Володя завозился на руках у Гортензии Андреевны, устраиваясь поудобнее. Иногда Ирина немножко ревновала его к старушке.
– Я прямо плакала, а первый муж надо мной потешался. Видите ли, я такая тупая, что не в силах одолеть великий «Архипелаг Гулаг», зато ручьем проливаю слезы над сопливым бульварным романом, где сталинские репрессии показаны недостоверно и только для антуража.
Гортензия Андреевна поджала губы:
– При всем уважении, Ира, «Архипелаг» тоже не эталон исторической точности.
– Так именно! Но речь не об этом.
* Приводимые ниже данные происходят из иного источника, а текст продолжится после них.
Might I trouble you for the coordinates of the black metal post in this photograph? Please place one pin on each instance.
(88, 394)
Я к тому, что ходил по рукам такой роман, а может, и сейчас ходит, книга-то дико интересная. Возможно, она когда-то попала к сестре Горбатенко…
– И что, Ирочка?
– И бабульке захотелось покрасоваться перед вами, рассказывая вымышленную историю, хоть на секунду поверить, что такие интересные вещи действительно имели место в ее жизни.
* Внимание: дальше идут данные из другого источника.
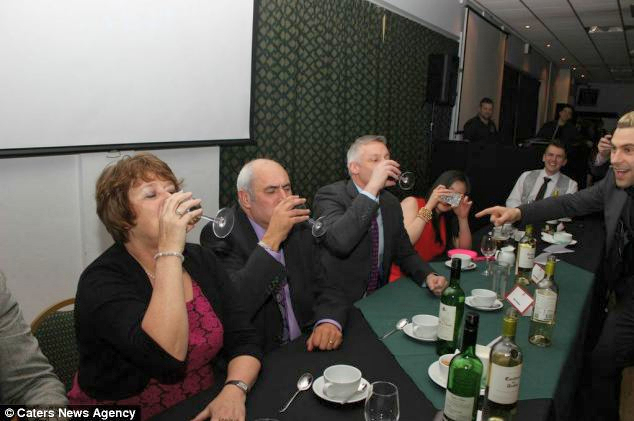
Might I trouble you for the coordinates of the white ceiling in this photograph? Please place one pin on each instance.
(600, 57)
– Н-да? И представить себя в нехорошем свете? Уж поверьте мне, дорогая, если бы моя собеседница фантазировала, то она первая вырвала бы девочку из рук чека и уж точно спасла бы ее от голода в блокадном Ленинграде. Я думаю, все гораздо проще: вы читали книгу, написанную непосредственным участником событий, то есть Виталием Горбатенко.
Ирина засмеялась:
– У него твердое алиби. Фирменный чугунный стиль.
– Ира, это совершенно разные вещи, если хотите, два разных ремесла, – писать для публикации и писать в стол. Я думаю, Горбатенко был талантливый человек, но слишком много творческой энергии уходило у него на то, чтобы обходить острые углы и вообще не замечать огромный пласт реальности, находящийся прямо у него под носом. Невероятно трудно описывать не жизнь, а представление о жизни, причем не свое собственное, а чье-то чужое, спущенное сверху. А когда работаешь искренне, для себя, это совсем другое дело.
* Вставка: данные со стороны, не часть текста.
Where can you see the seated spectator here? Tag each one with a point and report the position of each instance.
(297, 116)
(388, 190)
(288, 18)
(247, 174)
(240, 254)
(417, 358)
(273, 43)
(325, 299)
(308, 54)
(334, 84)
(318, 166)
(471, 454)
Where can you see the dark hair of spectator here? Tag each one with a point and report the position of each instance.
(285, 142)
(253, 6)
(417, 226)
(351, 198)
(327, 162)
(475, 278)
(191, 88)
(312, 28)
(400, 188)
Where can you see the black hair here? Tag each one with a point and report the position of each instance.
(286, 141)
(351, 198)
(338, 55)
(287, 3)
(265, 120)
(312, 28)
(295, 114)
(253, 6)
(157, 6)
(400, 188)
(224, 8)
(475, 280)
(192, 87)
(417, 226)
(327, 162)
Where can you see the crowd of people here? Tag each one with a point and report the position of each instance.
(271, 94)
– Да-да, особенно когда пишешь одновременно клевету на советский строй и чистосердечное признание в подделке документов. Прямо изо всех сил стараешься осветить свое преступление во всех деталях. Нет, Гортензия Андреевна, с большими оговорками я могу еще поверить, что писатель Горбатенко создал это произведение, но что старый большевик Горбатенко позволил рукописи покинуть пределы своего письменного стола… Нет, нет, и еще раз нет.
– Что ж, логично, – нехотя согласилась старушка, – когда ты всю жизнь прожил в обществе, где тебя за неосторожно сказанное слово сажают в лагерь или психушку, не станешь раскидывать по всему городу клеветнические произведения, порочащие советский строй. Ведь тот роман порочил?
– Не то слово! В плане антисоветчины эта штука была сильнее, чем «Фауст» Гёте, – усмехнулась Ирина. – Если «Архипелаг» просто пугал как сборник страшилок и взятой с потолка статистики, то там читатель погружался в текст с головой и буквально переживал вместе с героями весь ужас репрессий. Горбатенко вроде умер в начале семидесятых?
Старушка кивнула.
– Насколько я помню, время было душное, оттепель кончилась, а гласность еще не изобрели. Только-только прошел процесс Даниэля и Синявского, а Виталий был не просто дядя с улицы, а достойный член Союза писателей, и прекрасно знал всю их грязную кухню. Он не мог не понимать, что если вскроется его авторство, то серьезные проблемы возникнут не только у него самого, но и у горячо любимого зятя и у приемной дочери.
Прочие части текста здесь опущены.